On a fresh machine, updating the package list may be required:
sudo apt-get update
The following packages need to be installed:
sudo apt-get install -y make python-is-python3 build-essential git libftdi-dev libftdi1 doxygen python3-pip libsdl2-dev curl cmake libusb-1.0-0-dev scons gtkwave libsndfile1-dev rsync autoconf automake texinfo libtool pkg-config libsdl2-ttf-dev
We also recommend using Anaconda or Miniconda to create a conda environment for Python (3.8), e.g.:
conda create --name trainlib-tutorial python=3.8
conda activate trainlib-tutorial
Required Python packages (for GVSOC):
pip install --user argcomplete pyelftools
PULP-TrainLib uses Pytorch for generating test vectors and checking the results:
python -m pip install argparse six
python -m pip install install torch torchvision torchaudio
python -m pip install torchsummary
GCC <= 9.4 is required. To check if gcc has the right version:
gcc --version
Please, refer to the official guide to update gcc if is needed.
To install the PULP-SDK and the PULP-TrainLib library, you can run this script:
source install_ub20.sh
The script will clone the PULP-SDK and the PULP-TrainLib submodules and the RISCV compiler.
Once the installation is completed, do not forget to close the installation terminal and open a new one.
IMPORTANT: Every time a new terminal is open, run the source script from the top directory of the repository:
source setup.sh
Optionally, you may also need to re-activate your conda environment that was created during the installation of the requirements:
conda activate trainlib-tutorial
To check if your installation procedure was successful you can try to run a helloworld test:
cd pulp-sdk/tests/hello/
make clean all run
where:
clean
: remove the build folderall
: compile the coderun
: execute the binary on the GVSOC simulator
In the case the execution is successful, the following string will appear in the terminal:
Hello from FC
In case of any issue, you can refer to the PULP SDK or open an issue in this repository.

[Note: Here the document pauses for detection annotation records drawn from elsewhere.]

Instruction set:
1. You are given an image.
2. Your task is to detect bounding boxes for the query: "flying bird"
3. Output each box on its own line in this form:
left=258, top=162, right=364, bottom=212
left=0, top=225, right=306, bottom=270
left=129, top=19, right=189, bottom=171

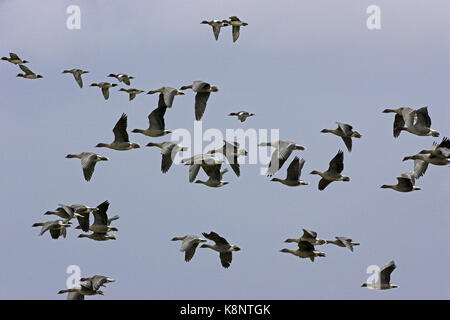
left=90, top=82, right=117, bottom=100
left=200, top=20, right=229, bottom=40
left=62, top=69, right=89, bottom=88
left=180, top=80, right=219, bottom=121
left=66, top=152, right=108, bottom=181
left=320, top=122, right=362, bottom=152
left=310, top=150, right=350, bottom=191
left=96, top=113, right=141, bottom=151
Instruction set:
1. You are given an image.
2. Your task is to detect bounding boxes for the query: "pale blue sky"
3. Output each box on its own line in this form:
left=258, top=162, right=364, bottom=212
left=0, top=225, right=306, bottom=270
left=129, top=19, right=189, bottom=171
left=0, top=0, right=450, bottom=299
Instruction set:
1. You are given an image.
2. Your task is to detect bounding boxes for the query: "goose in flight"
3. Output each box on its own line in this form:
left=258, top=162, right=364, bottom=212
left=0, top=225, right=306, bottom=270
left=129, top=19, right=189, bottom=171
left=180, top=80, right=219, bottom=121
left=119, top=88, right=144, bottom=101
left=66, top=152, right=108, bottom=181
left=270, top=157, right=308, bottom=187
left=147, top=141, right=189, bottom=173
left=147, top=87, right=184, bottom=108
left=96, top=113, right=141, bottom=151
left=229, top=111, right=255, bottom=122
left=58, top=281, right=104, bottom=296
left=383, top=107, right=439, bottom=138
left=131, top=97, right=172, bottom=137
left=200, top=20, right=229, bottom=40
left=80, top=200, right=119, bottom=234
left=181, top=154, right=223, bottom=182
left=108, top=73, right=134, bottom=86
left=62, top=69, right=89, bottom=88
left=380, top=172, right=421, bottom=192
left=222, top=16, right=248, bottom=42
left=284, top=229, right=327, bottom=246
left=90, top=82, right=117, bottom=100
left=310, top=150, right=350, bottom=191
left=361, top=260, right=398, bottom=290
left=1, top=52, right=29, bottom=64
left=172, top=235, right=208, bottom=262
left=320, top=122, right=362, bottom=152
left=326, top=237, right=360, bottom=252
left=258, top=140, right=305, bottom=177
left=32, top=220, right=72, bottom=239
left=67, top=291, right=84, bottom=300
left=44, top=204, right=81, bottom=221
left=200, top=231, right=241, bottom=268
left=280, top=240, right=327, bottom=262
left=207, top=140, right=248, bottom=177
left=80, top=275, right=116, bottom=291
left=16, top=64, right=43, bottom=79
left=181, top=154, right=228, bottom=188
left=419, top=137, right=450, bottom=158
left=403, top=154, right=450, bottom=179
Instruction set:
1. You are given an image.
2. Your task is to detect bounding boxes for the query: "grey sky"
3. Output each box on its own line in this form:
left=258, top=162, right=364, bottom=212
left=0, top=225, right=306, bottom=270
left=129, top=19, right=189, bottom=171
left=0, top=0, right=450, bottom=299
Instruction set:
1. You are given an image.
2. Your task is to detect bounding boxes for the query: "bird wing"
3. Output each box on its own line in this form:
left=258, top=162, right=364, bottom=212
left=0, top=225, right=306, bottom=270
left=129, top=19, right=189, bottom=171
left=415, top=107, right=431, bottom=128
left=202, top=231, right=229, bottom=245
left=380, top=260, right=396, bottom=284
left=335, top=237, right=353, bottom=252
left=341, top=137, right=352, bottom=152
left=298, top=240, right=314, bottom=251
left=336, top=122, right=353, bottom=136
left=195, top=92, right=211, bottom=121
left=73, top=71, right=83, bottom=88
left=148, top=105, right=166, bottom=130
left=219, top=252, right=233, bottom=268
left=393, top=114, right=405, bottom=138
left=286, top=157, right=300, bottom=181
left=102, top=87, right=109, bottom=100
left=189, top=163, right=200, bottom=182
left=19, top=64, right=34, bottom=75
left=328, top=150, right=344, bottom=173
left=319, top=178, right=333, bottom=190
left=113, top=113, right=130, bottom=142
left=81, top=152, right=97, bottom=181
left=413, top=159, right=428, bottom=179
left=232, top=26, right=241, bottom=42
left=267, top=144, right=294, bottom=177
left=92, top=200, right=109, bottom=226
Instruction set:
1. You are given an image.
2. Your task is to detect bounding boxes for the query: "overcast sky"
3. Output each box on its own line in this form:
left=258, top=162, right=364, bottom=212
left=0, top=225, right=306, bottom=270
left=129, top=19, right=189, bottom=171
left=0, top=0, right=450, bottom=299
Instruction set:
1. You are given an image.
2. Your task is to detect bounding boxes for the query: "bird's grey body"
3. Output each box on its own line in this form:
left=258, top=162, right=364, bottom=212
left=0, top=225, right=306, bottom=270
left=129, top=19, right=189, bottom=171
left=200, top=231, right=241, bottom=268
left=258, top=140, right=305, bottom=177
left=172, top=235, right=207, bottom=262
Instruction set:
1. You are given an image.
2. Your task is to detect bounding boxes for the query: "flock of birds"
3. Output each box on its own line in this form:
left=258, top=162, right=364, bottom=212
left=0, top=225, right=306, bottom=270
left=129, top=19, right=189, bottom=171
left=1, top=16, right=450, bottom=299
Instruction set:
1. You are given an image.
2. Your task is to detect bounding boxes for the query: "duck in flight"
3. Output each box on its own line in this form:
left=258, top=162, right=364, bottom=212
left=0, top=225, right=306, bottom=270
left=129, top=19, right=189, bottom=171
left=180, top=80, right=219, bottom=121
left=361, top=260, right=398, bottom=290
left=222, top=16, right=248, bottom=42
left=131, top=96, right=172, bottom=137
left=147, top=141, right=189, bottom=173
left=62, top=69, right=89, bottom=88
left=207, top=140, right=248, bottom=177
left=270, top=157, right=308, bottom=187
left=383, top=107, right=439, bottom=138
left=16, top=64, right=43, bottom=79
left=108, top=73, right=134, bottom=86
left=172, top=235, right=208, bottom=262
left=96, top=113, right=141, bottom=151
left=1, top=52, right=29, bottom=64
left=320, top=122, right=362, bottom=152
left=90, top=82, right=117, bottom=100
left=119, top=88, right=144, bottom=101
left=66, top=152, right=108, bottom=181
left=147, top=87, right=184, bottom=108
left=200, top=20, right=229, bottom=40
left=258, top=140, right=306, bottom=177
left=200, top=231, right=241, bottom=268
left=310, top=150, right=350, bottom=191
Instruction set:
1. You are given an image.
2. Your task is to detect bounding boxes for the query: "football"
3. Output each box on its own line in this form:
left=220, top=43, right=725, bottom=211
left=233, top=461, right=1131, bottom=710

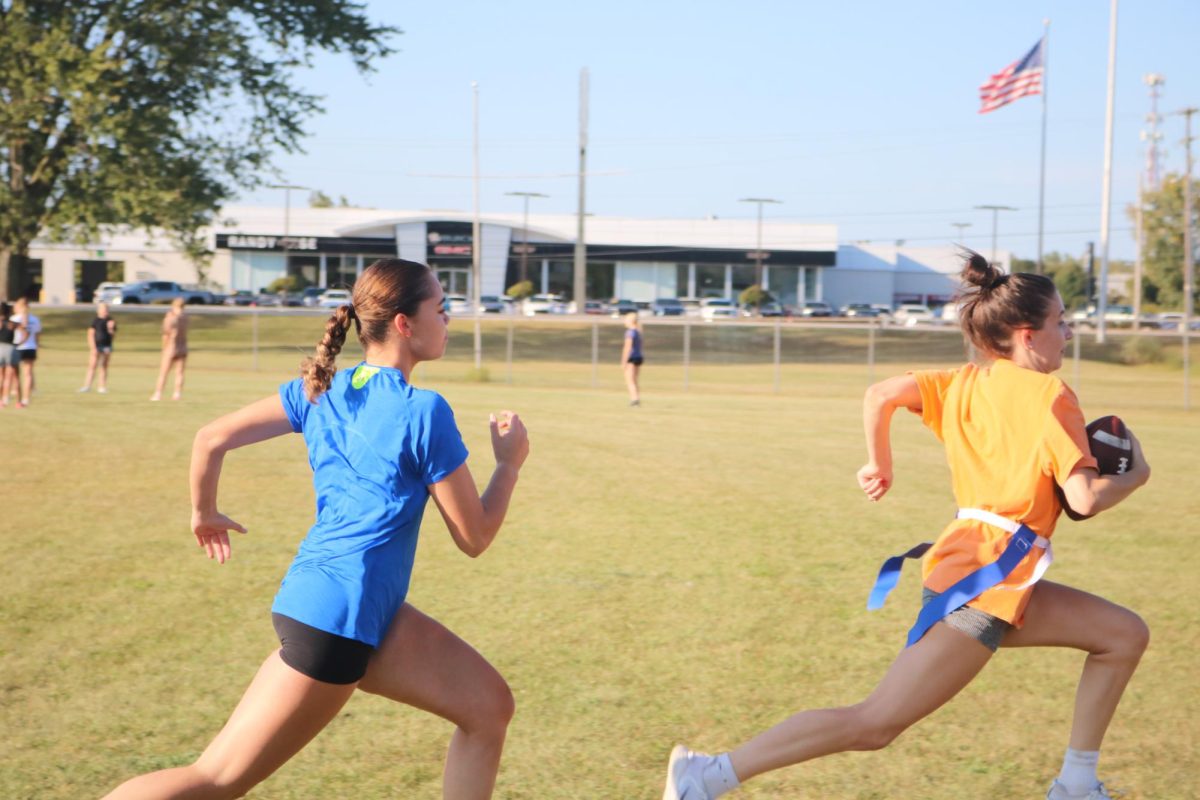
left=1056, top=415, right=1133, bottom=521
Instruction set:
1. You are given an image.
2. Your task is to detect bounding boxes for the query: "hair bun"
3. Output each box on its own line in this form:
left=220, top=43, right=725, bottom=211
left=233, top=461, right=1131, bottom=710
left=962, top=248, right=1008, bottom=291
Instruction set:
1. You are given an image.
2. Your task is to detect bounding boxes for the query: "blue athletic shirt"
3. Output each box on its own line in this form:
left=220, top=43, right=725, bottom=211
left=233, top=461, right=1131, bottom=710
left=271, top=362, right=467, bottom=646
left=625, top=327, right=642, bottom=359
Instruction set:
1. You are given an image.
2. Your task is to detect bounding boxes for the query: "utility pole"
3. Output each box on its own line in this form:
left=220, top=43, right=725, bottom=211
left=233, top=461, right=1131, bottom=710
left=504, top=192, right=550, bottom=283
left=1096, top=0, right=1117, bottom=344
left=738, top=197, right=782, bottom=289
left=1133, top=72, right=1166, bottom=331
left=574, top=67, right=588, bottom=314
left=976, top=205, right=1016, bottom=264
left=1177, top=107, right=1200, bottom=410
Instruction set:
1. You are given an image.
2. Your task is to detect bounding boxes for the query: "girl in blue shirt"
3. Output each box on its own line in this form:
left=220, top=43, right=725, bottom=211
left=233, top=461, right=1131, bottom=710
left=108, top=259, right=529, bottom=799
left=620, top=312, right=643, bottom=405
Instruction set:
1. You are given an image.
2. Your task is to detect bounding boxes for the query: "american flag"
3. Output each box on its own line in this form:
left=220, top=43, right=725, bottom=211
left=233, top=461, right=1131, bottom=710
left=979, top=38, right=1045, bottom=114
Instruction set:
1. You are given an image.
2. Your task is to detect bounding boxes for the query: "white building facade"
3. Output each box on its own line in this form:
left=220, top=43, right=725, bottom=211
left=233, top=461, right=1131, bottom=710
left=30, top=206, right=1007, bottom=307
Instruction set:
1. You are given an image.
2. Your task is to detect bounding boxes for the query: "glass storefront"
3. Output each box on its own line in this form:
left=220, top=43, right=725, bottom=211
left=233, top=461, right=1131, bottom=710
left=696, top=264, right=725, bottom=297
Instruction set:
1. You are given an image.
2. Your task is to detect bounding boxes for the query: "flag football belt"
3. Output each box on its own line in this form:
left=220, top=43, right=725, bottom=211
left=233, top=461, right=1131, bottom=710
left=866, top=509, right=1054, bottom=646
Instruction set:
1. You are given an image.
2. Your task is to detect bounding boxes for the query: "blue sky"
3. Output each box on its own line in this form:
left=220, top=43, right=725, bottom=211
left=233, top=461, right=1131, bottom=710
left=241, top=0, right=1200, bottom=258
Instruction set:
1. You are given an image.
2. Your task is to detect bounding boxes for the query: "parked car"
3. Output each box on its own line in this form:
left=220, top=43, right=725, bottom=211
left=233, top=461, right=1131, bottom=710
left=650, top=297, right=684, bottom=317
left=224, top=289, right=254, bottom=306
left=109, top=281, right=212, bottom=306
left=521, top=294, right=566, bottom=317
left=479, top=294, right=511, bottom=314
left=300, top=287, right=328, bottom=308
left=742, top=300, right=787, bottom=317
left=1070, top=303, right=1134, bottom=327
left=1146, top=311, right=1200, bottom=331
left=841, top=302, right=881, bottom=319
left=445, top=294, right=470, bottom=314
left=800, top=300, right=833, bottom=317
left=608, top=300, right=637, bottom=317
left=700, top=297, right=738, bottom=323
left=91, top=281, right=125, bottom=302
left=895, top=302, right=940, bottom=327
left=317, top=289, right=350, bottom=308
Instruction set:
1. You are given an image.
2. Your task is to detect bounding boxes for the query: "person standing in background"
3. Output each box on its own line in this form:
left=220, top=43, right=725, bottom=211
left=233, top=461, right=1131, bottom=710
left=150, top=297, right=187, bottom=403
left=620, top=312, right=644, bottom=405
left=12, top=297, right=42, bottom=408
left=79, top=302, right=116, bottom=395
left=0, top=302, right=24, bottom=408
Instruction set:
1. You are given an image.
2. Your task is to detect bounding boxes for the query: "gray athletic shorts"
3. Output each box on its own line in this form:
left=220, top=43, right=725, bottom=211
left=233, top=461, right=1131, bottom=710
left=920, top=587, right=1013, bottom=652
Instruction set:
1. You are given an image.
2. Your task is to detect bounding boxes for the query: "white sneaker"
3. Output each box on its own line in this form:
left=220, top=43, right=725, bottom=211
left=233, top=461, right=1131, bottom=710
left=662, top=745, right=712, bottom=800
left=1046, top=780, right=1120, bottom=800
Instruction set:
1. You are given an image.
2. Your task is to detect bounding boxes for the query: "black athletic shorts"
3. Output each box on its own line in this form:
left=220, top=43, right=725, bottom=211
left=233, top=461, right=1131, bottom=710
left=271, top=613, right=374, bottom=684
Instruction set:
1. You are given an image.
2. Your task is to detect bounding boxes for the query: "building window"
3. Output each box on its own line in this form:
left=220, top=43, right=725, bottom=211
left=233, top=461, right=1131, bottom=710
left=546, top=261, right=575, bottom=297
left=730, top=264, right=755, bottom=297
left=696, top=264, right=725, bottom=297
left=587, top=263, right=617, bottom=300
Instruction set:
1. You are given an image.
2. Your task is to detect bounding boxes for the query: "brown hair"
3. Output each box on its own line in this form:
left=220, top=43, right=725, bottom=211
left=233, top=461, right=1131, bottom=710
left=955, top=248, right=1057, bottom=357
left=300, top=258, right=433, bottom=403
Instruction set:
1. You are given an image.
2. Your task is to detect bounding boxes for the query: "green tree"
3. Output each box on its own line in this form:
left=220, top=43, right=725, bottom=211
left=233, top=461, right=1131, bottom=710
left=1013, top=252, right=1090, bottom=308
left=0, top=0, right=400, bottom=296
left=504, top=281, right=533, bottom=300
left=266, top=275, right=312, bottom=294
left=738, top=285, right=772, bottom=309
left=1127, top=173, right=1200, bottom=308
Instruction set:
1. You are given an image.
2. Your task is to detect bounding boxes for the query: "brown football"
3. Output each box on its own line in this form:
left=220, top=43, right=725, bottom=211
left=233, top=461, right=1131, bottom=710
left=1056, top=415, right=1133, bottom=519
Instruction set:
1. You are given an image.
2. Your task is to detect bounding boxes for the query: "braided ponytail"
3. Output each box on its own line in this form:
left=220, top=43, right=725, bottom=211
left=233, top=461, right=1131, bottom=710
left=300, top=258, right=438, bottom=403
left=300, top=306, right=358, bottom=403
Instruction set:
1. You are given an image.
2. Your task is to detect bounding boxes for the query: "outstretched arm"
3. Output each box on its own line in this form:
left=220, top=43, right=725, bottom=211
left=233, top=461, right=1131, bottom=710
left=190, top=395, right=292, bottom=564
left=1062, top=431, right=1150, bottom=517
left=430, top=411, right=529, bottom=558
left=858, top=375, right=922, bottom=501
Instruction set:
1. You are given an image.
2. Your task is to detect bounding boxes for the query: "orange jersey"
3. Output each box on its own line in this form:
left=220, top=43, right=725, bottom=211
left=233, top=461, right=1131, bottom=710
left=912, top=359, right=1096, bottom=626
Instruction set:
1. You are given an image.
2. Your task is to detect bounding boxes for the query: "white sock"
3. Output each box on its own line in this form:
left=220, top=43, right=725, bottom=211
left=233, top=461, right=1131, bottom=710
left=1058, top=747, right=1100, bottom=795
left=700, top=753, right=742, bottom=800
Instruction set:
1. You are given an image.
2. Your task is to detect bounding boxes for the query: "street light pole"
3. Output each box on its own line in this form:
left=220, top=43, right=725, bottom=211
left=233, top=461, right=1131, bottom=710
left=504, top=192, right=550, bottom=283
left=268, top=184, right=312, bottom=289
left=738, top=197, right=782, bottom=289
left=976, top=205, right=1016, bottom=264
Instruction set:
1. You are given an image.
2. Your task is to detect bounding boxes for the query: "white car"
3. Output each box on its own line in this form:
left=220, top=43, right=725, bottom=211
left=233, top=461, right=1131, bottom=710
left=317, top=289, right=350, bottom=308
left=700, top=297, right=738, bottom=323
left=91, top=281, right=125, bottom=302
left=521, top=294, right=566, bottom=317
left=894, top=302, right=938, bottom=327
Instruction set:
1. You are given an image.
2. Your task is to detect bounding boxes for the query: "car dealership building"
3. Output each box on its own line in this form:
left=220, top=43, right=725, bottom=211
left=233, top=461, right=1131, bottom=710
left=23, top=206, right=1008, bottom=306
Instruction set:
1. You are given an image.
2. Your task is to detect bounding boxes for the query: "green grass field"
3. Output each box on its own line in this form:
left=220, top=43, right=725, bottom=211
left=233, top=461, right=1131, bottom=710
left=0, top=313, right=1200, bottom=800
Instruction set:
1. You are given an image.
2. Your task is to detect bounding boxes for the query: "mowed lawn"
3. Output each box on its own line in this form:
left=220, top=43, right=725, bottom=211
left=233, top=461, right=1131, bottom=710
left=0, top=315, right=1200, bottom=800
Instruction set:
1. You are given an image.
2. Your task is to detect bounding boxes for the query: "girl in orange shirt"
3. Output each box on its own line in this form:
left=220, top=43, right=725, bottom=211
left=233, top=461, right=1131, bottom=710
left=662, top=253, right=1150, bottom=800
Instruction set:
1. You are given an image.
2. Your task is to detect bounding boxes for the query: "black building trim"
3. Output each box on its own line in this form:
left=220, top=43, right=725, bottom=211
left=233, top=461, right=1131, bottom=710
left=216, top=234, right=396, bottom=255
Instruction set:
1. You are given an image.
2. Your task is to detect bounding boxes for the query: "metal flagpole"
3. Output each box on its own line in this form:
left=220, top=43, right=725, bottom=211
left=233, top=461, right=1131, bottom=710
left=470, top=80, right=484, bottom=374
left=574, top=67, right=588, bottom=314
left=1038, top=19, right=1050, bottom=275
left=1096, top=0, right=1117, bottom=344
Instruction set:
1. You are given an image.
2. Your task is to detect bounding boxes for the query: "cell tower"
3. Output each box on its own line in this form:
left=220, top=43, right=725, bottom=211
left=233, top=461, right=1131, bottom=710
left=1141, top=72, right=1166, bottom=192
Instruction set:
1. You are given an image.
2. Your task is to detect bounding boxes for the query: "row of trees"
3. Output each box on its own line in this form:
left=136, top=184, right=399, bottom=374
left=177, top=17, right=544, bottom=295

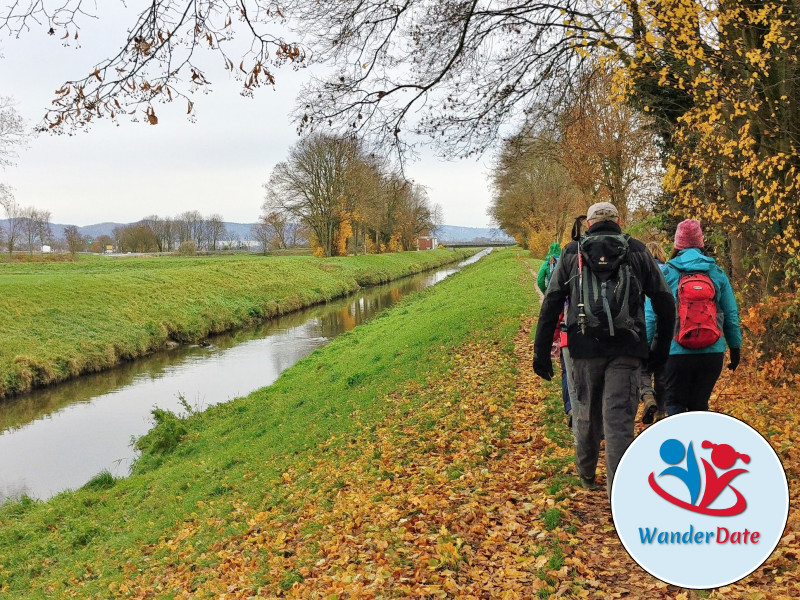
left=257, top=134, right=442, bottom=256
left=489, top=63, right=661, bottom=254
left=113, top=210, right=229, bottom=252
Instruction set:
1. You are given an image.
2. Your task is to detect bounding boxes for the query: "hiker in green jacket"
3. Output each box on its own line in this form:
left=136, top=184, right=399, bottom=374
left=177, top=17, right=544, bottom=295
left=536, top=242, right=561, bottom=294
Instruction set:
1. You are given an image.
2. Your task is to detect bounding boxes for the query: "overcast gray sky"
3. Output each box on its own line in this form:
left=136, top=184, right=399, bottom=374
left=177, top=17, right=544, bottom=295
left=0, top=2, right=490, bottom=227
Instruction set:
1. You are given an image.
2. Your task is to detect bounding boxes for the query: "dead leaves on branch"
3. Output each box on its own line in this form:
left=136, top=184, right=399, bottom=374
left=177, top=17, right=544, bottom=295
left=101, top=321, right=800, bottom=600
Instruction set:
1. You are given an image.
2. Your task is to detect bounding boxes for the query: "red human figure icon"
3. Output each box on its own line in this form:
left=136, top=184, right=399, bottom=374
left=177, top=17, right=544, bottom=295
left=700, top=440, right=750, bottom=515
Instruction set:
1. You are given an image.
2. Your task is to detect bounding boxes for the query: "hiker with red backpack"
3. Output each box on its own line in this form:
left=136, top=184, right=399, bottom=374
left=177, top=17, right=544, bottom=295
left=533, top=202, right=675, bottom=498
left=536, top=242, right=574, bottom=428
left=646, top=219, right=742, bottom=416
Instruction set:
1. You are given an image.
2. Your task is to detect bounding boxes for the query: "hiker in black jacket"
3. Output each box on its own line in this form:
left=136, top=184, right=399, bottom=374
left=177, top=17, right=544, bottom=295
left=533, top=202, right=675, bottom=498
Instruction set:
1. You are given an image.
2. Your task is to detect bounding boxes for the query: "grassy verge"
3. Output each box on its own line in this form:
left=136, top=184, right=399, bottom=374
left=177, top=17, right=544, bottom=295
left=0, top=247, right=534, bottom=598
left=0, top=250, right=468, bottom=398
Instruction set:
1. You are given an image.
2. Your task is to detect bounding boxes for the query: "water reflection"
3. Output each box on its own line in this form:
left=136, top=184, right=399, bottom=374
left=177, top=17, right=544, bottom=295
left=0, top=248, right=483, bottom=500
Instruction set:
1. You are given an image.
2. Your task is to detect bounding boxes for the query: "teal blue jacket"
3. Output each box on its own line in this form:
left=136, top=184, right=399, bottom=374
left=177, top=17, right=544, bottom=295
left=645, top=248, right=742, bottom=354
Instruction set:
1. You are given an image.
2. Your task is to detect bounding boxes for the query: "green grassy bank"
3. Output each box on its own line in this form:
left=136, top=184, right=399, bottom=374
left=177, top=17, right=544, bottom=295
left=0, top=251, right=538, bottom=598
left=0, top=250, right=469, bottom=398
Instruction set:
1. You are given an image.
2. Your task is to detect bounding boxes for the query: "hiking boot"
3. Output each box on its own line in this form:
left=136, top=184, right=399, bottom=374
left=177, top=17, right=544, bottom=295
left=642, top=394, right=658, bottom=425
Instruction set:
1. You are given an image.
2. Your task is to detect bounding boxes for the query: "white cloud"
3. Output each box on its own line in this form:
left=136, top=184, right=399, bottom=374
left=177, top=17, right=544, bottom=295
left=0, top=4, right=490, bottom=227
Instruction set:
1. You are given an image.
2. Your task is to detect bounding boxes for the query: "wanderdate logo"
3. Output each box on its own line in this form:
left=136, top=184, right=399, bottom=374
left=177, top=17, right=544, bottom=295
left=611, top=412, right=789, bottom=589
left=647, top=438, right=750, bottom=517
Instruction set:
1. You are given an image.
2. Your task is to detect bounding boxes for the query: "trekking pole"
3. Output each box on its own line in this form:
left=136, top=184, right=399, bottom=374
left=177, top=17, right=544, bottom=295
left=578, top=241, right=586, bottom=335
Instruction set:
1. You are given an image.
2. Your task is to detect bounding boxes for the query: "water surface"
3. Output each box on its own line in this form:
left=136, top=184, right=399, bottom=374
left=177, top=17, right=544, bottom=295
left=0, top=251, right=488, bottom=500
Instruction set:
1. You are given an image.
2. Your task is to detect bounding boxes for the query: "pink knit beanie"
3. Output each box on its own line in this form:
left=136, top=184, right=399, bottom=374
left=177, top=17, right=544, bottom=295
left=675, top=219, right=704, bottom=250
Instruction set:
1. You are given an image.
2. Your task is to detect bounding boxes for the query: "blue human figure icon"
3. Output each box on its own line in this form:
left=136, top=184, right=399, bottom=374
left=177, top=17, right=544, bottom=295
left=692, top=440, right=750, bottom=514
left=659, top=438, right=701, bottom=504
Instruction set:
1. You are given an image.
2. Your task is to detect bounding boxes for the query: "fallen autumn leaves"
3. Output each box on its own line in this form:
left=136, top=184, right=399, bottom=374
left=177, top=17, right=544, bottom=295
left=110, top=319, right=800, bottom=600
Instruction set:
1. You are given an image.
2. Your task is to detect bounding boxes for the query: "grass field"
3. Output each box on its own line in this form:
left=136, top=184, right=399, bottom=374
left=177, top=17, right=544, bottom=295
left=0, top=250, right=465, bottom=398
left=0, top=251, right=535, bottom=598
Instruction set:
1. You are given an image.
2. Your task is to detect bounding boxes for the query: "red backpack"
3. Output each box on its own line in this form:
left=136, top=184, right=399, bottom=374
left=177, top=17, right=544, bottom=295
left=670, top=265, right=722, bottom=350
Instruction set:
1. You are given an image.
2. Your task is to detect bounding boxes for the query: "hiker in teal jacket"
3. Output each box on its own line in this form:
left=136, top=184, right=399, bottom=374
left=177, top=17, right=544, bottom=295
left=645, top=219, right=742, bottom=415
left=536, top=242, right=561, bottom=294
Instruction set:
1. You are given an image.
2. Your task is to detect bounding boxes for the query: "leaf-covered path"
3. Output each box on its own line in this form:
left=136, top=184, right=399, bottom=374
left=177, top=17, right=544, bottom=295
left=84, top=254, right=800, bottom=600
left=113, top=308, right=797, bottom=599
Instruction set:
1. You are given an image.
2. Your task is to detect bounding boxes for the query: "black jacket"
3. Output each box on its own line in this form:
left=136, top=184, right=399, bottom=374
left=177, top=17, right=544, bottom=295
left=534, top=221, right=675, bottom=359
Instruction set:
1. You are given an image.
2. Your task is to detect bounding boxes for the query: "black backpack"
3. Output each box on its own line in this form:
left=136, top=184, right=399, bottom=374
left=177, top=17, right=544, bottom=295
left=578, top=234, right=640, bottom=341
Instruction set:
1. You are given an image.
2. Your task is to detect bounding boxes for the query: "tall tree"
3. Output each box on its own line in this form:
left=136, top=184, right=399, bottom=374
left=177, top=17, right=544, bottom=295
left=64, top=225, right=86, bottom=257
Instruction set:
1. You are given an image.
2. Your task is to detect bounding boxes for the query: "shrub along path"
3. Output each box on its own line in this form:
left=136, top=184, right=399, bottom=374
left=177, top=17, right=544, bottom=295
left=0, top=253, right=800, bottom=600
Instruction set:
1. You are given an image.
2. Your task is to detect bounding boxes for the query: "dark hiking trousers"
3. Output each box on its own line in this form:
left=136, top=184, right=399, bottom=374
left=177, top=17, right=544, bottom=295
left=664, top=352, right=725, bottom=416
left=572, top=356, right=642, bottom=498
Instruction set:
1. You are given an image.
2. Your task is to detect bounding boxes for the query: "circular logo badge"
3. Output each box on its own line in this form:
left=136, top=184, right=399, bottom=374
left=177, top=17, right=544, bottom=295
left=611, top=412, right=789, bottom=589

You can refer to instructions inside every Ex folder to run the provided examples. These examples will be shown and explained during the tutorial at DATE24: ET02 On-Device Continual Learning Meets Ultra-Low Power Processing.
Despite it is not mandatory, we suggest to install and use VSCode to navigate the tutorial repository and run the code on the terminal, e.g., VScode on Ubuntu WSL.
PULP-TrainLib is the first On-Device Learning optimized for RISC-V Multi-Core MCUs, tailored for the Parallel Ultra-Low Power (PULP) Platform.
On-Device Learning is a novel paradigm for enabling Deep Neural Network (DNN) Training on extreme-edge devices. This paradigm:
- ensures privacy by not sharing personal data with third-party compute resources and, at the same time, reduces network traffic and potential congestion.
- reduces the latency for model updates with respect to waiting for a server response
The PULP Platform is a fully open-source (hardware and software) scalable platform for extreme-edge computing based on RISC-V cores.
An example of a PULP-based System-on-Chip (SoC) is shown in this figure:
In this embodiment, the Cluster features 8 parallel cores (Cores 0 to 7) for the computation, and a Cluster Controller core (Core 8), which acts as the cluster controller.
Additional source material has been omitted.